この事業で活躍したのが、鉄道院の課長で渋沢に見出され、のちの大東急を築いた五島慶太である。←誤りと言いたいが抑えて事実誤認
これも先にふれたように、五島慶太は鉄道院→武蔵電気鉄道→田園都市(目黒蒲田電鉄)という職歴であり、渋沢に見出されてなどいない。見出されたというなら渋沢でなく小林一三となるが、私はこれについても疑義を呈する。端的に言えば、推挙とか見出されたという「神話」ではなく、武蔵電気鉄道から蒲田支線の免許を掠め取るという条件で引き抜かれた(引き抜いてもらった)と見るが、そこまで絵解きでふれる必要はないが、見出されとするなら小林となるだろう。
では、問題の写真について。以前の記事でも書いたが、これは本当に現在の品川区域の写真なのかということが、最大の疑問である。
目黒蒲田電鉄(目蒲線)の駅のうち、現在の品川区域にある駅は、目黒、不動前(開業時は目黒不動前)、武蔵小山(開業時は小山)、西小山だが、西小山は昭和に入ってから新設されたので、開通時に存在したのは3駅である。この写真を見ると、後方に寺社等に見られる柵状の構造物と高さ数メートルには達する山状地形が確認できるが、この3駅周辺にはこのようなものはまったくない。

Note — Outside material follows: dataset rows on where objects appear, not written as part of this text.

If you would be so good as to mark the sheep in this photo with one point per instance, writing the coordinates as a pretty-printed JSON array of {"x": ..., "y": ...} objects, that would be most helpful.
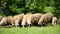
[
  {"x": 54, "y": 20},
  {"x": 33, "y": 19},
  {"x": 3, "y": 22},
  {"x": 45, "y": 18}
]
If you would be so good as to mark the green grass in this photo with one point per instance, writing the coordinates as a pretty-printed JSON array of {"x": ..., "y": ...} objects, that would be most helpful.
[{"x": 31, "y": 30}]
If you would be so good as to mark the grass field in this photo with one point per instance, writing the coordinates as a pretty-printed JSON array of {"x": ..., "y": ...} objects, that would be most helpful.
[{"x": 31, "y": 30}]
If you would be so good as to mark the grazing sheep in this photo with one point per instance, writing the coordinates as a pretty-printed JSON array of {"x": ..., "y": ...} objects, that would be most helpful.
[
  {"x": 54, "y": 20},
  {"x": 33, "y": 19},
  {"x": 17, "y": 19},
  {"x": 45, "y": 18}
]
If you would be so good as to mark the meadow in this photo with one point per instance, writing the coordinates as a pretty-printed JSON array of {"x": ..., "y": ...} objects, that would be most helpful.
[{"x": 31, "y": 30}]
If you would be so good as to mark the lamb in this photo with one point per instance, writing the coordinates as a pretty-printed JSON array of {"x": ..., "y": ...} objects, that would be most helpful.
[
  {"x": 17, "y": 19},
  {"x": 45, "y": 18}
]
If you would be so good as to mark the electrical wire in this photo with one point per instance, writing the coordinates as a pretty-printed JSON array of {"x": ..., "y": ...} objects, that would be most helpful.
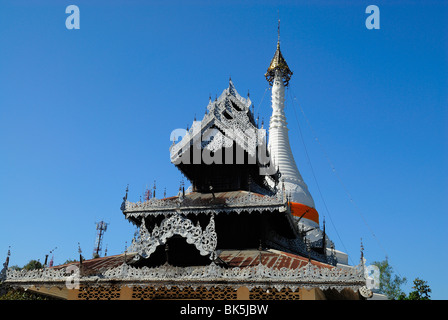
[
  {"x": 358, "y": 209},
  {"x": 314, "y": 176}
]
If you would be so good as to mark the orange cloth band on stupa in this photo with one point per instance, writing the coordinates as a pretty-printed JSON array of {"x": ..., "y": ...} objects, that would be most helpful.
[{"x": 297, "y": 209}]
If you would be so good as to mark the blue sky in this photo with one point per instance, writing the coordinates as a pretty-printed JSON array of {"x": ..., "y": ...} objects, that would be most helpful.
[{"x": 85, "y": 112}]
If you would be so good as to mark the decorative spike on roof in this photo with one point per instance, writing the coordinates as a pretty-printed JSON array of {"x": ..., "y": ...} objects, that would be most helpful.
[{"x": 278, "y": 63}]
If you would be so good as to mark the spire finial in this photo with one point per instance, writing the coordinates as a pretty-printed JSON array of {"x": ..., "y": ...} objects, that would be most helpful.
[{"x": 278, "y": 28}]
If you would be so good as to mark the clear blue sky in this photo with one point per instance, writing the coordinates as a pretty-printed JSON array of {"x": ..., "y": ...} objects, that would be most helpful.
[{"x": 85, "y": 112}]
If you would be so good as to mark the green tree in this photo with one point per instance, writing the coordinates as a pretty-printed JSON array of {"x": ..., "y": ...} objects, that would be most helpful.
[
  {"x": 421, "y": 291},
  {"x": 390, "y": 283}
]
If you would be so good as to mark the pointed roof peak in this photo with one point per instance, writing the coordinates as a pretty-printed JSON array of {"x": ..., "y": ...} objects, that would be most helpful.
[{"x": 278, "y": 63}]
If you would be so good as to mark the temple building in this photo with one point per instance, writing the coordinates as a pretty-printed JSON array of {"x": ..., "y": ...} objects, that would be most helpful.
[{"x": 246, "y": 229}]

さらに、目黒蒲田電鉄(目蒲線、というよりは目黒線というべきか)開通式は大正12年(1923年)3月11日に開通日と同日に開催されているが、会場は3か所で、目黒駅、洗足駅、多摩川駅で行われた。この3会場のうち、ここに示す写真に最も近いもの、というかそのものとなるのは多摩川駅付近(浅間神社あたり)となるが、言うまでもなくこの場所は現在では東京都大田区にあたる。よって、品川区域ではない写真なのである。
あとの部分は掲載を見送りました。